Here's the full error traceback if a language is missing from the Open Multilingual WordNet in your nltk_data
directory:
>>> from nltk.corpus import wordnet as wn
>>> wn.synsets('bank')[0].lemma_names('spa')
Traceback (most recent call last):
File "<stdin>", line 1, in <module>
File "/usr/local/lib/python2.7/dist-packages/nltk/corpus/reader/wordnet.py", line 418, in lemma_names
self._wordnet_corpus_reader._load_lang_data(lang)
File "/usr/local/lib/python2.7/dist-packages/nltk/corpus/reader/wordnet.py", line 1070, in _load_lang_data
f = self._omw_reader.open('{0:}/wn-data-{0:}.tab'.format(lang))

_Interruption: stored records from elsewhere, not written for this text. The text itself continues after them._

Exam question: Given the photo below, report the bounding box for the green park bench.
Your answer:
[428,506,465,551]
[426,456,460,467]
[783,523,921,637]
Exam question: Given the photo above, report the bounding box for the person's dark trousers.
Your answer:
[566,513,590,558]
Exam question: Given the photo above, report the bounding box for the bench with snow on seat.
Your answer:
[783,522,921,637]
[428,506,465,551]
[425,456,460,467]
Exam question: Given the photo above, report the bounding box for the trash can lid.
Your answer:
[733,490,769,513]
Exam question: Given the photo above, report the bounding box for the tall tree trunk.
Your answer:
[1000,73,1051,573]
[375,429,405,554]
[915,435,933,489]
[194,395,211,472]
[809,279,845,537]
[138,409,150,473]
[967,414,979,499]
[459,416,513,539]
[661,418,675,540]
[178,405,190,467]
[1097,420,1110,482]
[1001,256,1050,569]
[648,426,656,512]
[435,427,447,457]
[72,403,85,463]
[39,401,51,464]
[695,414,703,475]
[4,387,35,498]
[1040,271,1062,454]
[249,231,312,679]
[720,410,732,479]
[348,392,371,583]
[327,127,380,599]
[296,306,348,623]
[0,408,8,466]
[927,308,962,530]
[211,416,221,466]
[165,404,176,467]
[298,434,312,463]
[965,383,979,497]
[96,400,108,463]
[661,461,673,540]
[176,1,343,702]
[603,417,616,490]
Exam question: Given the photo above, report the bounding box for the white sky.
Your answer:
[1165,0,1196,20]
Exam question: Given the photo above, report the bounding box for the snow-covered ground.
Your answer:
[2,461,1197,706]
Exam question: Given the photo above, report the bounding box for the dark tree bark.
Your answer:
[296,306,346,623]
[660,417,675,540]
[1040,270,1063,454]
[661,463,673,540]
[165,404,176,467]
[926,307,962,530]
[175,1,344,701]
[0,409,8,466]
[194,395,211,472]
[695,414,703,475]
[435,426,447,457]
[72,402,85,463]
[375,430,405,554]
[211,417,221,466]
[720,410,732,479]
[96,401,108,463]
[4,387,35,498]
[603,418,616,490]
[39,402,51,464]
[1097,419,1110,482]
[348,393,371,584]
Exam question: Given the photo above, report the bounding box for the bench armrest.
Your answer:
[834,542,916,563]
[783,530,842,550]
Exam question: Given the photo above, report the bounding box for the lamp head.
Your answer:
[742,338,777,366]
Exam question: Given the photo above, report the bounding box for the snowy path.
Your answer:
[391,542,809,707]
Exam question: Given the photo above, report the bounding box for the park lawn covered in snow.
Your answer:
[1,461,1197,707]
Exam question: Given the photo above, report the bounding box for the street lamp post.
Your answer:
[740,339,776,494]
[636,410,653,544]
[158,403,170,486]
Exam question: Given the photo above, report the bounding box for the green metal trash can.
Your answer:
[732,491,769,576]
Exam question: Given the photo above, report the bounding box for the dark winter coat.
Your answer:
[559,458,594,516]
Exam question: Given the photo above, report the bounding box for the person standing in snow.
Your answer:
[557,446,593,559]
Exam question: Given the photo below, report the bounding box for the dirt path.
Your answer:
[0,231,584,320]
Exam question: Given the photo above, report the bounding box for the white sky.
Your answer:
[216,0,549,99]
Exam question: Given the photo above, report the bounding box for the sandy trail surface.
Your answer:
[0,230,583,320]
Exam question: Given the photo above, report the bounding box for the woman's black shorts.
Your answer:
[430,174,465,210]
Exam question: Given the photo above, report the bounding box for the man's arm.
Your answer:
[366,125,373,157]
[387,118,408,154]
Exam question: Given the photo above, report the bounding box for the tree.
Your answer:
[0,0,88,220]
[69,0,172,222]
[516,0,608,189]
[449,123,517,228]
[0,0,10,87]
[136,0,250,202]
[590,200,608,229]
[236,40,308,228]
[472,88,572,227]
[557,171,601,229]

File "/usr/local/lib/python2.7/dist-packages/nltk/corpus/reader/api.py", line 198, in open
stream = self._root.join(file).open(encoding)
File "/usr/local/lib/python2.7/dist-packages/nltk/data.py", line 309, in join
return FileSystemPathPointer(_path)
File "/usr/local/lib/python2.7/dist-packages/nltk/compat.py", line 380, in _decorator
return init_func(*args, **kwargs)
File "/usr/local/lib/python2.7/dist-packages/nltk/data.py", line 287, in __init__
raise IOError('No such file or directory: %r' % _path)
IOError: No such file or directory: u'/home/alvas/nltk_data/corpora/omw/spa/wn-data-spa.tab'
So the first thing is to check whether it's installed automatically:
>>> import nltk
>>> nltk.download('omw')
[nltk_data] Downloading package omw to /home/alvas/nltk_data...
[nltk_data] Package omw is already up-to-date!
Tru
Then you should go and check the nltk_data and find that 'spa' folder is missing:
alvas@ubi:~/nltk_data/corpora/omw$ ls
als arb cmn dan eng fas fin fra fre heb ita jpn mcr msa nor pol por README tha
So here's the short term solution:
$ wget http://compling.hss.ntu.edu.sg/omw/wns/spa.zip
$ mkdir ~/nltk_data/corpora/omw/spa
$ unzip -p spa.zip mcr/wn-data-spa.tab > ~/nltk_data/corpora/omw/spa/wn-data-spa.tab
Alternatively, you can simply copy the file from nltk_data/corpora/omw/mcr/wn-data-spa.tab
.
[out]:
>>> from nltk.corpus import wordnet as wn
>>> wn.synsets('bank')[0].lemma_names('spa')
[u'margen', u'orilla', u'vera']
Now the lemma_names()
should work for Spanish, if you're looking for other languages from the Open Multilingusl Wordnet, you can browse here (http://compling.hss.ntu.edu.sg/omw/) and then download and put in the respective nltk_data directory.
The long term solution would be to ask the devs from NLTK and OMW project to update their datasets for their NLTK API.